ExxonMobil (XOM) is an integrated oil and gas company that explores, produces, and refines oil.
While the world's largest refiner isn’t pivoting to renewables the same way as its peers, the company has been investing in low-carbon technologies. More recently, XOM pushed into carbon capture by buying oil recovery specialist Denbury for US$4.9 billion. The deal brings Denbury’s carbon capture and storage assets (1,300 miles of CO2 pipelines and 10 onshore sequestration sites) along the Gulf Coast which has an abundance of refineries, chemical plants, and other hydrocarbon-related infrastructure and processing. The region offers ample opportunities for decarbonization investment, particularly carbon capture and storage.

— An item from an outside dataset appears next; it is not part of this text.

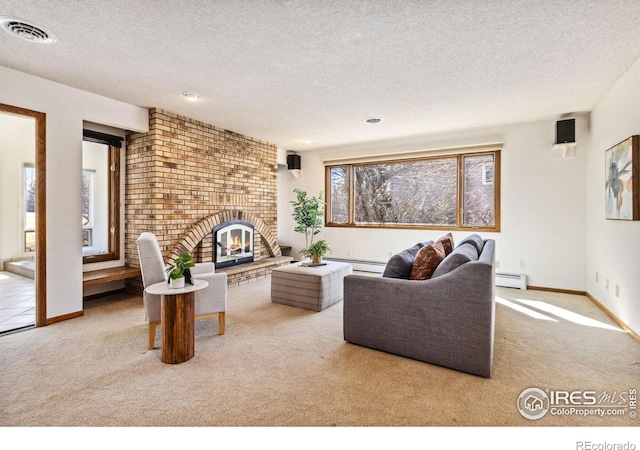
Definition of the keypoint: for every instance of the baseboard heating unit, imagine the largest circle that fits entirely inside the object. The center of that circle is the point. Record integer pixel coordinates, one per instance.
(365, 266)
(515, 280)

“We view positively Exxon’s break with peers in avoiding investment in renewable power generation, where it lacks expertise and it is difficult to carve out a competitive advantage,” says a Morningstar equity report.
In 2021, ExxonMobil launched Low Carbon Solutions business where it was able to grow emission-reduction opportunities in carbon capture and storage, hydrogen, and lower-emission fuels. The company’s investment in low-carbon solutions focuses “on carbon capture where it's already a leader and where an innovation could ultimately improve the competitive position of its existing operations by reducing emissions in specific projects,” says Morningstar director Allen Good, who recently raised the stock’s fair value to US$118 from US$102, incorporating the latest strategic guidance, financial results, and commodity prices.

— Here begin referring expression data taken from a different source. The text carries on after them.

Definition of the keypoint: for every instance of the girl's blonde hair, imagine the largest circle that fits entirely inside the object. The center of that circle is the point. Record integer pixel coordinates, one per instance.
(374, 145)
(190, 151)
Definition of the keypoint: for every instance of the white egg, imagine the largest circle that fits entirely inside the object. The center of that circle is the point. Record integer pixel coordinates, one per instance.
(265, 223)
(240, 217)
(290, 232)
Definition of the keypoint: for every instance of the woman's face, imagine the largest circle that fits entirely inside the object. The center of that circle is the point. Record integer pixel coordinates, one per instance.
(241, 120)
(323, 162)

Equinor (EQNR) is a Norway-based integrated oil and gas company, of which 67% stake is owned by government. It operates primarily on the Norwegian Continental Shelf with its business footprint including offshore wind, solar, oil refineries and natural gas processing, marketing, and trading.
Equinor recently acquired a 25% stake in Bayou Bend CCS, a carbon capture and storage project on the Texas Gulf coast. The location of the project aligns with Equinor’s goal to process and store between 15 to 30 million metric tons of carbon dioxide annually by the year 2035.
Equinor is also accelerating its push into renewable energy in pursuit of its 2050 net-zero goal. To that end, it plans to boost renewable spending from 12% of total capital investment to over 50% by 2030, a gross US$23 billion spending over the next five years, per a Morningstar equity report.
Capital will also go toward carbon transportation and storage and clean hydrogen projects where Equinor plans to leverage its experience in each area.
“Carbon capture and hydrogen production might also provide an opportunity to form a moat around cost and experience,” says Good, but adds it remains far too early to determine winners in those sectors.
Beyond Norway, Equinor is aiming to maximize free cash flow from its operations by prioritizing key offshore projects such as the Gulf of Mexico, Canada, and Brazil, where the returns are expected to be over 20%.